In William Golding's Lord of the Flies, how did the boys' values change?Can you give me 3 examples of it? Thank you!
In William Golding’s Lord of the Flies, a group of stranded boys must survive on their own on a tropical island. Without any sort of adult supervision their relationships disintegrate and they end of forming two competing groups that exhibit different values.
The group led by Ralph tries to hold on to the values of the boys’ past. Jack’s group, however, begins to revert back to a more primitive lifestyle. Their values become what we would call the values of “savages.” They begin to lose the attributes that we would associate with civilized society and cultural development.
We see how the values of Jack’s group have changed in several ways in the book. The boys in this group become hunters, and, as such, they begin to show a primitive, ritualistic behavior, chanting:
Kill the pig! Cut his throat! Kill the pig! Bash him in!'"
This chanting signifies a reversion back to an earlier kind of human being, away from the refined schoolboy that they all were when they arrived on the island. It draws on the power of the single-minded group, rather than the rule of law.
Later, the ritualized behavior results in the death of Simon, who is “mistaken” for the beast by the frenzied boys. In reality, it is probably not a mistake, as Simon represents what is truly good in the society they have left behind. The boys do not want someone like Simon in their midst any longer.
Finally, the boys in Jack’s group become brutal and ruthless. The hated Piggy, who tries so hard to hold on to the conch as a symbol of civilization and order, is murdered:
The rock struck Piggy a glancing blow from chin to knee; the conch exploded into a thousand white fragments and ceased to exist.

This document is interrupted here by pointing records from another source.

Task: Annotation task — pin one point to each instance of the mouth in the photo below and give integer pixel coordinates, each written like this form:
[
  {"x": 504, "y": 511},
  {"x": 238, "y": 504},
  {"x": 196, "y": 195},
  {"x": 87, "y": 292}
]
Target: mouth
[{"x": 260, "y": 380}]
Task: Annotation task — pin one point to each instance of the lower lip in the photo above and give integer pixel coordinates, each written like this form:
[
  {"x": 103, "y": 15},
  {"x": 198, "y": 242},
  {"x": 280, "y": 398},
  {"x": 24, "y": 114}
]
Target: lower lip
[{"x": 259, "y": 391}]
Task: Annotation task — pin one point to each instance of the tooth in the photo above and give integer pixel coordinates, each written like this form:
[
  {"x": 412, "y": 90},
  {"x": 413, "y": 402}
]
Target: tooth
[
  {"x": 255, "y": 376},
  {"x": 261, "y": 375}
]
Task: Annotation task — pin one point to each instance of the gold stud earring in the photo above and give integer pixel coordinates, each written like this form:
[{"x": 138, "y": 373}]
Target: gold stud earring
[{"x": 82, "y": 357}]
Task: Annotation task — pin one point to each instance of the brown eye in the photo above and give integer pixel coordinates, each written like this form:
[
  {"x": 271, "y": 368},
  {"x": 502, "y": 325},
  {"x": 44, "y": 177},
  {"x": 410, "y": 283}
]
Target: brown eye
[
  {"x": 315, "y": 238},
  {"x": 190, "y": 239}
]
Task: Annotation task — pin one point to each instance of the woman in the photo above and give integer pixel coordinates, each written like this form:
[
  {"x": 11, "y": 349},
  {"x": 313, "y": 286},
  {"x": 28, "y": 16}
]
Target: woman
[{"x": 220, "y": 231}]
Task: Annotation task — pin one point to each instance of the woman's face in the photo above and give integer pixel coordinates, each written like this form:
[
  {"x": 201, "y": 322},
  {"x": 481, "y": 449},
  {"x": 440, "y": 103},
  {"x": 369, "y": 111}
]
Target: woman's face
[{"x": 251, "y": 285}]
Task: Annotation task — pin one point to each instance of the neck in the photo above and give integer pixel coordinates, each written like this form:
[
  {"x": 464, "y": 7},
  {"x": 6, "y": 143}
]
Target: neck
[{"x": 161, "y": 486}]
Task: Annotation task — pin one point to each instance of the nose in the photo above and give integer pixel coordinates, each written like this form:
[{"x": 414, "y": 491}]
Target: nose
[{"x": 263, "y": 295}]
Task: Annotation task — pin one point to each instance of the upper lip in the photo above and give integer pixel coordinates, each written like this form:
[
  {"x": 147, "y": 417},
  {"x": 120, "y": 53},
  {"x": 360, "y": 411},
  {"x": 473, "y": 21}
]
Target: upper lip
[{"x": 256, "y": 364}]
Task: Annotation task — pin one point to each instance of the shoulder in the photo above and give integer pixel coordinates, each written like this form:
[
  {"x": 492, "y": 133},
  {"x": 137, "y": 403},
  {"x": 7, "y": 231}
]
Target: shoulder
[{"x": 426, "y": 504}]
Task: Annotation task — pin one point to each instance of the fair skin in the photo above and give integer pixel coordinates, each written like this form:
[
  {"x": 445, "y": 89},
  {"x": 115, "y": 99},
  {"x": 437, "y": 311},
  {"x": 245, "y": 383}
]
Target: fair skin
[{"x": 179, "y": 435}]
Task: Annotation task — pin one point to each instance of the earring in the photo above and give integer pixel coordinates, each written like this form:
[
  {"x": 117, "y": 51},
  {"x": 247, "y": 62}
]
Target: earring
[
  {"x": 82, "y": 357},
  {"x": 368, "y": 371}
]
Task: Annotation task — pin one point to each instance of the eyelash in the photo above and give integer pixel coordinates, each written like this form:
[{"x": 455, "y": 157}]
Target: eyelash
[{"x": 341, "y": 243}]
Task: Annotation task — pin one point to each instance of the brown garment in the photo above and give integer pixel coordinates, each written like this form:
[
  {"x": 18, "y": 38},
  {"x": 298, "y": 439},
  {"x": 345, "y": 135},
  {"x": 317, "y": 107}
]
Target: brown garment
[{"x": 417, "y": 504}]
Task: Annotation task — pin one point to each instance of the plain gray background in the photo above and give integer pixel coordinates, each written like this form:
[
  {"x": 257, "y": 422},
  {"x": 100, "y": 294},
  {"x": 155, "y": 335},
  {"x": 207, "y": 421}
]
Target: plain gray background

It is no accident that Piggy and the conch are destroyed in the same incident. The boys in Jack’s group do not want Piggy around—he is a reminder of the life they have left behind. And, they don’t want the conch, which is supposed to give group members the right to speak at meetings. They have replaced “rules,” which the conch represents, with raw power. Now, if one is strong enough to do something, they can do it without having to adhere to the established rules of society.